I wasn’t expecting that. “You’ve chained him to an anvil?”
“It’s a very big anvil.”
He looked at me then as if studying me. It was blatant. All these years of working for the band, and I’d never managed to decide if he did that with people because he was assessing what made them tick, or forever looking for something he was missing.
“End of the tour leg and all,” he said. We had a month of precious downtime before heading to Europe for the summer festival circuit. “Are you sure you don’t have someplace better you’d rather be?”
“Apparently I don’t. But you know that already.” I’d married late, and even then, because of all the time on the road, it hadn’t lasted. I wouldn’t try again until I was a stationary target, if there was someone out there who would even have me by then. “You did ask for my help with this, remember.”

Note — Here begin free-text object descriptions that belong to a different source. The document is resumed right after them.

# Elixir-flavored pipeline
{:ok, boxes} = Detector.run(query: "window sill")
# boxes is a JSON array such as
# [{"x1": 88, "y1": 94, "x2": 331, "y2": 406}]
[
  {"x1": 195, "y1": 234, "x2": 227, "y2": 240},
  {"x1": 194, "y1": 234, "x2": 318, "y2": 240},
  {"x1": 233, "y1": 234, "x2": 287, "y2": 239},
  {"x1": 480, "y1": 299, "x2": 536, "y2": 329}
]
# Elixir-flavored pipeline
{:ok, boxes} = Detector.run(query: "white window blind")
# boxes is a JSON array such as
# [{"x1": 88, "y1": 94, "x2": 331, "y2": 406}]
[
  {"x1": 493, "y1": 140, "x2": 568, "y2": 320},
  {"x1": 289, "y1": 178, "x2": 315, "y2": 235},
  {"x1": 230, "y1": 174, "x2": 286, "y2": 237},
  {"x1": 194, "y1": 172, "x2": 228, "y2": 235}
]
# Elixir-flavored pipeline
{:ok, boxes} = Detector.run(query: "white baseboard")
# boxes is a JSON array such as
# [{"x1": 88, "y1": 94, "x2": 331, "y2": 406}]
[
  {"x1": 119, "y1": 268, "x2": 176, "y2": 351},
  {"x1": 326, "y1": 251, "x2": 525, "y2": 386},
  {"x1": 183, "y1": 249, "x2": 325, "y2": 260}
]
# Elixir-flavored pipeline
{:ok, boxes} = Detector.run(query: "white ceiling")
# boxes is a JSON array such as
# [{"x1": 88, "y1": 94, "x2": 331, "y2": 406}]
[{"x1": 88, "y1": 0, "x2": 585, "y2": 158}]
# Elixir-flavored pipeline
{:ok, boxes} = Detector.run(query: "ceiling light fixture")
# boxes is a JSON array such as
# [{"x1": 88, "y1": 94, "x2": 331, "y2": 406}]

“It wasn’t part of your job description. You could have said no.”
“I figured you would’ve gone through with it anyway. I didn’t want to hear about it going wrong because somebody else fucked it up for you.”
He appeared pleased by this. Although even I wasn’t sure if it came out of a warped sense of loyalty or just the challenge of it, to see if I could get away with this madness. Had I really become that bored with life? That desperate to avoid going home to an empty apartment before helming the next leg of the tour got me out again?
“Having second thoughts?” Tomas asked.
“It’s just a lot of trouble to go to, and a lot of risk, to get back at some prick who said nasty things about you.”
He looked at me as if I didn’t understand anything. “It’s not about revenge. Punishment is only a means to an end. He needs to be educated. He needs to be corrected. If I feed his own words straight back to him, then maybe he’ll realise he should use them better in the future.”
“And you don’t think this is a little excessive?”
“The stove has to be hot if you’re ever going to learn not to touch it.”
“I’ve only ever heard that about kids,” I said. “He’s not a kid.”
“Exactly the point,” Tomas said. “He’s not a child, but he’s still no better than a baby who’s just learned to stand up and reach a wall so he can smear it with whatever he’s managed to scoop out of his diaper. There have always been people like that, but they were ignored by most people who recognised them for what they were. Now… now they set the parameters of conversation. They’ve found each other. They try to outdo each other in pointlessness, and their last allegiance is to the truth, or even accuracy, if that means it would take three more minutes of their time to check. They set the agenda. They have a voice that drowns out whatever remains of basic intelligence and actual thought. They’re the human equivalent of a car alarm that won’t shut off.”